DKIM

DKIM stands for DomainKeys Identified Mail. DKIM is an email-authentication standard that uses cryptographic signatures to verify that a message was actually sent by the claimed domain and hasn’t been altered in transit. The sending server signs outgoing emails with a private key; the receiving server verifies the signature using the public key published in the sender’s DNS. DKIM is one of the three core email-authentication standards alongside SPF and DMARC.

How DKIM works

Five-step process:

1. Domain owner generates a cryptographic key pair. Private key stored on the sending server; public key published in DNS.

2. Sending server signs outgoing emails. A cryptographic signature is attached as a DKIM-Signature header.

3. Email arrives at the recipient’s mail server.

4. Receiving server looks up the public key in DNS. The DKIM-Signature header tells it where to look.
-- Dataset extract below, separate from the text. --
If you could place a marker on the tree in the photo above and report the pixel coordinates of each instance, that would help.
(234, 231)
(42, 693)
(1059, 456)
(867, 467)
5. Signature verified. If the signature is valid and the email hasn’t been tampered with, DKIM passes.

DKIM vs SPF

Three key differences:

DKIM verifies content integrity. SPF only verifies the sending server. DKIM verifies the email hasn’t been altered.

DKIM survives forwarding. Unlike SPF, DKIM signatures remain valid after legitimate forwarding (in most cases).

DKIM authenticates the signing domain. The DKIM-Signature header identifies which domain signed the email. This can be used for DMARC alignment.

Most modern email programmes use both SPF and DKIM. They’re complementary, not redundant.

DKIM setup process

Four typical steps:

1. Generate key pair. Usually done in the ESP or email platform’s interface. 2048-bit RSA keys are current best practice.

2. Publish public key in DNS. TXT record at a specific subdomain (selector._domainkey.yourdomain.com). The selector distinguishes multiple keys.

3. Configure sending server to sign. Usually automatic once the ESP knows which key to use.

4. Verify operation. Send a test email; check headers for valid DKIM signature; confirm authentication passes.

Common DKIM issues

Five troubleshooting patterns:

Wrong DNS record location. DKIM records go at selector._domainkey.domain.com, not at the root. Common misconfiguration.

Key mismatch. Private key on server doesn’t match public key in DNS. Usually a publishing error.

Body modification by intermediaries. Mailing lists or forwarding services sometimes modify body content, breaking signatures.

Multiple selectors. Sites with multiple email platforms need separate selectors for each. Misconfigured selectors cause DKIM to fail selectively.

Key rotation issues. DKIM keys should be rotated periodically. Mismanaged rotation can cause failures.

DKIM signature details

Three important components of a DKIM-Signature header:

d= (signing domain). The domain that signed the email. Used for DMARC alignment.

s= (selector). Which key to use. Allows multiple DKIM keys per domain.

h= (signed headers). Which headers were included in the signature. Headers not in this list can be modified without breaking the signature.

DKIM and DMARC alignment

Key concept for DMARC:

DMARC requires DKIM alignment. For DMARC to pass via DKIM, the DKIM signing domain (d=) must align with the From header’s domain.

Strict vs relaxed alignment. DMARC can require exact domain match (strict) or allow subdomain relationships (relaxed). Relaxed is more common.

Multiple DKIM signatures possible. Emails can carry multiple DKIM signatures; any aligned one can satisfy DMARC.

DKIM key length recommendations

Three current standards:

1024-bit keys. Minimum; still widely used but increasingly weak against modern cryptanalysis.

2048-bit keys. Current recommended standard. Secure against foreseeable attacks.

4096-bit keys. Excess security for most uses. Some DNS systems have size limits that make these difficult.

DNS TXT record size limits mean 4096-bit keys can be problematic. 2048-bit is the practical best.

DKIM in ESPs

Three typical ESP DKIM patterns:

ESP-managed DKIM. The ESP provides DKIM with their own domain. Valid DKIM passes but doesn’t align with your sending domain. Doesn’t satisfy strict DMARC.

Your-domain DKIM via ESP. The ESP signs with a key associated with your domain. Aligns with From header; satisfies DMARC. Modern ESPs make this the default.

Mixed. Both signatures present. ESP-managed for backup; your-domain for DMARC alignment.

DKIM verification tools

Four tools:

Mail clients with full headers. Gmail’s ‘Show Original’ reveals DKIM signature status.

Online DKIM validators. mxtoolbox.com/dkim.aspx and similar.

DMARC reports. Aggregate DMARC reports show DKIM pass rates in production.

ESP-specific tools. Most major ESPs provide DKIM-verification interfaces.

DKIM in the 2024+ sender rules

Gmail and Yahoo now require DKIM for bulk senders. Non-DKIM sending at volume produces delivery failures. DKIM is no longer optional for any serious email programme.